La Cia, per intenderci, sta indagando sulla Lega Nord, sula Front National di Marine Le Pen e sugli altri partiti anti-Euro di tutta Europa. Una mossa in qualche modo destabilizzante dell’equilibrio della democrazia europea, considerando che – qualcunque sia il loro programma politico – i partiti euroscettici hanno comunque diritto d’esistere. Alla luce di tutto ciò, è giusto ricordare però che la storia non ricorda solo i finanziamenti del Kgb e dell’Urss al Partito comunista italiano e i presunti fondi di Putin al FN. Anche la Cia ha fatto la sua parte nella guerra fredda dei finanziamenti occulti ai partiti. Fu proprio l’agenzia investigativa americana, infatti, a spingere l’acceleratore sull’unificazione europea e sulla creazione dell’unione monetaria. In che modo? Finanziando i leader europeisti.

A portare alla luce i documenti che provano questo flusso finanziario fu un ricercatore della Georgetown University, Joshua Paul. Il quale negli Us national archives trovò delle carte che provano lo sforzo americano nella progettazione dell’Unione Europea.
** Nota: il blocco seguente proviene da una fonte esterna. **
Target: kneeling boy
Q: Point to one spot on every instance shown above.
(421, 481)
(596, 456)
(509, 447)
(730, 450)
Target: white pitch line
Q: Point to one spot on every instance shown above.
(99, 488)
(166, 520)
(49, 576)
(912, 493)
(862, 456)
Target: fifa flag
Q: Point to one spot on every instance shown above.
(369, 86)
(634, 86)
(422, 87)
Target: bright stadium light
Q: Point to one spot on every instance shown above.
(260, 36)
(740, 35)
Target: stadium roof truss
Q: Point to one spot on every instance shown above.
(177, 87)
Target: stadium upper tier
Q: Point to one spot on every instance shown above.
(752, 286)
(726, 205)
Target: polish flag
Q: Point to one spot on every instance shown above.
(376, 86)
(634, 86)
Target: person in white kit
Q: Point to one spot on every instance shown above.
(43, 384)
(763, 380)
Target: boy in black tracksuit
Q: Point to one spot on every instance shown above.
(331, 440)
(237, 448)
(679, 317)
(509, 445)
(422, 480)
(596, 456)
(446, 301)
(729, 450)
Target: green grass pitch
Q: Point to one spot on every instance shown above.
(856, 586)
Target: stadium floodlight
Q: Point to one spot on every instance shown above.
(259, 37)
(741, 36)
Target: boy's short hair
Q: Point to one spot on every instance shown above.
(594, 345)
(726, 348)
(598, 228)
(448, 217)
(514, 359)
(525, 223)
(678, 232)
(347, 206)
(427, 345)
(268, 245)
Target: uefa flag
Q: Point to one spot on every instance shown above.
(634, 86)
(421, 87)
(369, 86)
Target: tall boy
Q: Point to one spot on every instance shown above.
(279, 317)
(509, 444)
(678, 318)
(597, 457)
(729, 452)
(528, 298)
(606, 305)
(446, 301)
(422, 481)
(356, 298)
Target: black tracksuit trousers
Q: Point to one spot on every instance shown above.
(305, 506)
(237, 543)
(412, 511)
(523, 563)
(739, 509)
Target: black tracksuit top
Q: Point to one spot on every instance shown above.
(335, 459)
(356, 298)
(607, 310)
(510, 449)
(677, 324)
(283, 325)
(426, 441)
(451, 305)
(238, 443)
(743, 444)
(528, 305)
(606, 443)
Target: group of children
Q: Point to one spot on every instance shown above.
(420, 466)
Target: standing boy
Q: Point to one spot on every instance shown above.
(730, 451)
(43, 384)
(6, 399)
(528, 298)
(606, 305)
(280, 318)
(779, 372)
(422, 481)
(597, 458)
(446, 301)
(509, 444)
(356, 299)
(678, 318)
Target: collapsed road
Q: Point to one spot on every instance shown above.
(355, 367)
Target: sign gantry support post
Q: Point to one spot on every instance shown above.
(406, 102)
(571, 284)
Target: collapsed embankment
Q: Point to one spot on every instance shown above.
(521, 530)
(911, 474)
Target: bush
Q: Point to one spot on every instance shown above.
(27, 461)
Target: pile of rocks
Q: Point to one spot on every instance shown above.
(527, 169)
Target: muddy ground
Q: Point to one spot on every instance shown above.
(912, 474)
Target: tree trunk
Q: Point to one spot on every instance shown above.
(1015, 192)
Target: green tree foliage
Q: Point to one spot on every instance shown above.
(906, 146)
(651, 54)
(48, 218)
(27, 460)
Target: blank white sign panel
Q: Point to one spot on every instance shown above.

Come scrive ItaliaOggi, tra i documenti scovati dal ricercatore uno in particolare ottenne l’attenzione dei media americani nel 2000, notizia che non riuscì a sfondare invece in Italia. Un memorandum del 1950 dava istruzioni precise su come condurre una campagna per favorire la realizzazione e la creazione di un Parlamento europeo. Cosa che poi puntualmente accadde. Il documento venne firmato da un generale di nome William Donovan, che durante la II Guerra Mondiale fu direttore dell’Oss, l’agenzia che poi cambiò nome in Cia. Il modo per finanziare il progetto europeo e sostenerlo fu principalmente l’American Commitee for a United Europe (Acue). Nella direzione dell’Acue troviamo proprio Donovan e alcuni altri ufficiali della Cia.

In poche parole, i documenti dimostrano che l’Acue ha finanzianto il Movimento europeo, ovvero il “partito” che più di ogni altra organizzazione ha spinto per creare l’Europa federale. Il movimento nel 1958 ha incassato il 53,5% dei suoi fondi proprio dagli Usa. Movimento che vantava tra i suoi più illustri membri personaggi del calibro di Winston Churchill, Konrad Adenauer, Léon Blum e Alcide De Gasperi. Finanziamenti dirattamente dal governo americano arrivavano anche per la European Youth Campaign, il ramo operativo del Movimento Europeo. Non solo. Secondo quanto fece emergere il ricercatore della Georgetown, alcuni leader del Movimento, tra cui anche il “padre” dell’Ue, Robert Schuman, venivano “usati” dagli Stati Uniti e senza troppi complimenti.

Per coprire questi finanziamentiu gli Usa si servivano delle fondazioni Rockefeller e Ford,. Tra i documenti appare anche un ultimo memorandum, forse il più pesante: la sezione “affari europei” del dipartimento di stato Usa “consigliò” all’economista Robert Mariolin di far di tutto per dare il via all’unione monetaria. In particolare, gli raccomanda di tenere nascosto il dibattito il più possibile fino a che “l’adozione di tali proposte diventerà virtualmente inevitabile”. In poche parole quello che è successo in seguito. Con il dibattito sull’Euro, soprattutto in Italia, praticamente assente fino al giorno dell’entrata in vigore.